The same was true last year.

This year, however, it is simply impossible to imagine getting into any of the big parties to make those kinds of connections, and that's only certain to be even worse in the future.

So why should you care? That's a very good question. I guess it boils down to the fact that a lot of what has made SXSWi such a vibrant event is the networking and re-connecting that went on at the parties. And if people are going to be giving up on those soirees because they don't want to wait an hour in line just to wait even longer to get a drink, well, those connections are going to be harder to come by. And not to put too fine a point on it, but it's quite possible that that could mean that some terrific piece of Web-based software that might have been born at one of these shindigs won't be.

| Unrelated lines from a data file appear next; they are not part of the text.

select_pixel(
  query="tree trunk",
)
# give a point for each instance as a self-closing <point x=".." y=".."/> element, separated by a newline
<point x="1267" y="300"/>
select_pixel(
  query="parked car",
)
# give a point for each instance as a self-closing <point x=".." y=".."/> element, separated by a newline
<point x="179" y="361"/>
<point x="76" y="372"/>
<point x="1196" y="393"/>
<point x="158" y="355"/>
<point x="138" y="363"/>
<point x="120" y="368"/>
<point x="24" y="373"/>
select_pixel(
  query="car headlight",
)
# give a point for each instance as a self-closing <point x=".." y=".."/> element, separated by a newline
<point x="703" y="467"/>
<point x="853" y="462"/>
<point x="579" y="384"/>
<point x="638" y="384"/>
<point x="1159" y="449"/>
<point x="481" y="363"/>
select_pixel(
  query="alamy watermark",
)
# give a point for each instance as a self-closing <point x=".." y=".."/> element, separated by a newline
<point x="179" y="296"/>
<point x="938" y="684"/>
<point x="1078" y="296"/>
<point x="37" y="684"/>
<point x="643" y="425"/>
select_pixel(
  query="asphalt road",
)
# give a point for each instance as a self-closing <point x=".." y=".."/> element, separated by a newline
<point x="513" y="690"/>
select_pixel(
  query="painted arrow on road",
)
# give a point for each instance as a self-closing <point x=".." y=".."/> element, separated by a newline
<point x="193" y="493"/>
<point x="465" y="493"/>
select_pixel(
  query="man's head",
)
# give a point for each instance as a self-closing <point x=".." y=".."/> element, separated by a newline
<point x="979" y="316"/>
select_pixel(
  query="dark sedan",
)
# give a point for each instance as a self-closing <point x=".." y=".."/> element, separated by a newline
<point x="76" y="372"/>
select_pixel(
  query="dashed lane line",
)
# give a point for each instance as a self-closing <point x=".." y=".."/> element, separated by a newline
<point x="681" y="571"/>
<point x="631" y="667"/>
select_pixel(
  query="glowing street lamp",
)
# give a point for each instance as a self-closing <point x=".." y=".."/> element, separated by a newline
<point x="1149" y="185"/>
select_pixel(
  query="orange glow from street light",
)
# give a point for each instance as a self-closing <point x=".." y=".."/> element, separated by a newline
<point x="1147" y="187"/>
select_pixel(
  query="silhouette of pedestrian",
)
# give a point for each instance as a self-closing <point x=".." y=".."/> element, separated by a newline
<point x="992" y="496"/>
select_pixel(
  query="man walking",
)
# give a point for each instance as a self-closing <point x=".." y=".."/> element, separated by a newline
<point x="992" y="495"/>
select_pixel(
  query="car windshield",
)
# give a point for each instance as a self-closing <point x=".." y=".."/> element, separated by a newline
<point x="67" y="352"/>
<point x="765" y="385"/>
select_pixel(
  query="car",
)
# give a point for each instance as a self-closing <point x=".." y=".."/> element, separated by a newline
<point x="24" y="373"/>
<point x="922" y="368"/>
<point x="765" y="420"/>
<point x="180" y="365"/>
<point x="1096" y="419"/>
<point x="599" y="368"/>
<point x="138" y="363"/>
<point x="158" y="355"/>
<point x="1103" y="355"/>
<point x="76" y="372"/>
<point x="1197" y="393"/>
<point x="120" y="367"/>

At least at the official parties. I predict that the unofficial parties will rule SXSWi 2009 and that by 2010 the entire structure of the evening gatherings will change. Twitter will even further govern the social structure of the event and the Googles, Facebooks, Yahoos, Diggs, and others that have gotten great publicity value out of paying for free drinks for a few thousand people will have to find another way to do so.

And actually, this isn't bad. It just means that the do-it-yourself spirit that defines the Web 2.0 era will own the party scene at SXSWi that has come to be dominated by the big corporate names I mentioned above. And if that's not something to celebrate, I don't know what is.